Les médias ont orchestré le vœu de Nicolas Sarkozy de faire entrer Albert Camus au Panthéon. Il semble que le fils de l’écrivain, mort il y a bientôt cinquante ans dans un accident de voiture, s’oppose à ce projet qui, par ailleurs, a suscité des réactions assez diverses.
Je me permettrai de proposer aujourd’hui la mienne, qui est quelque peu paradoxale et qui peut se traduire en deux propositions. J’aime énormément l’écrivain Albert Camus, mais le Panthéon me pose énormément de problèmes. Et pour tout dire, ce n’est pas le sort que je souhaite à mes écrivains préférés. Surtout que les restes de Bernanos demeurent à Pellevoisin, que ceux de Claudel demeurent à Brangues, ceux de Péguy à Villeroy ! Et je pourrais allonger indéfiniment la liste. Pourtant, j’ai bien quelques amis dans la crypte du grand temple de la République et même parmi les tout derniers transférés. Je pense à André Malraux et à l’auteur immortel des « Trois mousquetaires ».

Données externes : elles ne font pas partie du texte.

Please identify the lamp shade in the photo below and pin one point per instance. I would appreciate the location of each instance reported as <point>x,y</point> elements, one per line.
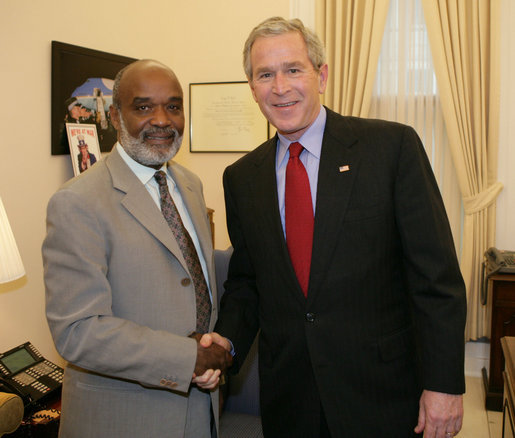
<point>11,266</point>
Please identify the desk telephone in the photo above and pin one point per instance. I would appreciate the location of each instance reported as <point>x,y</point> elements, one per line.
<point>497,261</point>
<point>25,372</point>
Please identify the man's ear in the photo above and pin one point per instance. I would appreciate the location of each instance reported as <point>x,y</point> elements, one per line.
<point>115,117</point>
<point>252,88</point>
<point>323,75</point>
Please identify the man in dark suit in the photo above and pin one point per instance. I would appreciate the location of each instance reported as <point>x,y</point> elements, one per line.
<point>362,313</point>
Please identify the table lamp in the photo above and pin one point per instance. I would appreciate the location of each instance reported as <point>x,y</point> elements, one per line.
<point>11,266</point>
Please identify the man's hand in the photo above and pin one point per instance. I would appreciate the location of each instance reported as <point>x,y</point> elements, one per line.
<point>440,415</point>
<point>215,338</point>
<point>210,356</point>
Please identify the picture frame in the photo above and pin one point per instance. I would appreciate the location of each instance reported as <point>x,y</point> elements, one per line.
<point>225,118</point>
<point>82,81</point>
<point>84,146</point>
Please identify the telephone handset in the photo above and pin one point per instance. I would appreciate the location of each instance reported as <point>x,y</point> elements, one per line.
<point>25,372</point>
<point>497,261</point>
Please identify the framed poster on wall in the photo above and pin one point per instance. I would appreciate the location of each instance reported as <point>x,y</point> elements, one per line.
<point>82,87</point>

Mais avant de m’expliquer là-dessus un peu plus, un mot sur mon admiration pour Albert Camus. Elle date de mon adolescence et de mes premiers choix littéraires. En classe de philo j’avais fais un exposé sur « La peste », qui n’est pas son meilleur roman mais qui me reste particulièrement cher, notamment, à travers le face à face entre le héros du livre, le docteur Rieux et le Père Paneloux, en qui certains critiques ont voulu reconnaître le futur cardinal Jean Danielou. Mais il y a tout le reste : le merveilleux chantre de Tipaza, le journaliste de « Combat », l’essayiste de « l’Homme révolté ». C’est lui qui s’opposa à toute l’intelligentsia parisienne, dont Sartre était le symbole, pour refuser le totalitarisme stalinien et qui encourut tout son mépris. Je pense aussi au Français d’Algérie, déchiré par le sort de sa terre natale et qui voulait défendre sa mère, l’humble femme de ménage, contre la pseudo-justice des terroristes. Cet amour, qu’on pourrait dire malheureux, nous a valu son roman posthume inachevé, « Le premier homme », auquel Alain Finkielkraut a rendu le plus juste des hommages dans son essai récent.
C’est dire que vouloir distinguer Albert Camus comme une des figures de la France, une des figures de notre littérature me va droit au cœur. Mais c’est plus fort que moi, le Panthéon me pose des problèmes. Tout d’abord, je déteste que l’on sécularise une ancienne église, vouée dans ce cas précis à la patronne de Paris, sainte Geneviève. Secundo, autour de ce curieux temple rôdent de non-moins curieux fantômes, dont le culte s’est particulièrement répandu au dix-neuvième siècle. Lisez là-dessus les pages que Philippe Muray a consacré au Panthéon dans un livre incroyable intitulé « Le dix-neuvième siècle à travers les âges » et vous serez édifié sur l’occultisme qui a peuplé ces murs. Quand on ne croit plus à la résurrection on court derrière les spectres. Voyez Hugo, voyez Sand et toutes les idoles du temps. Muray a la faculté de nous faire rire. Et ce n’est pas rien en ces temps-ci.
Bien sûr je ne force personne à partager mon avis. Mais tout de même : un conseil à ceux que la visite de la crypte du grand monument aurait décontenancés, voire démoralisés. Courrez vite à côté dans la superbe église Saint-Etienne du Mont. Vous verrez la lumière d’en haut, vous prierez Sainte Geneviève, vous verrez même les tombes de Pascal et de Racine. En leur compagnie vous intercéderez pour tous nos amis écrivains, morts et vivants.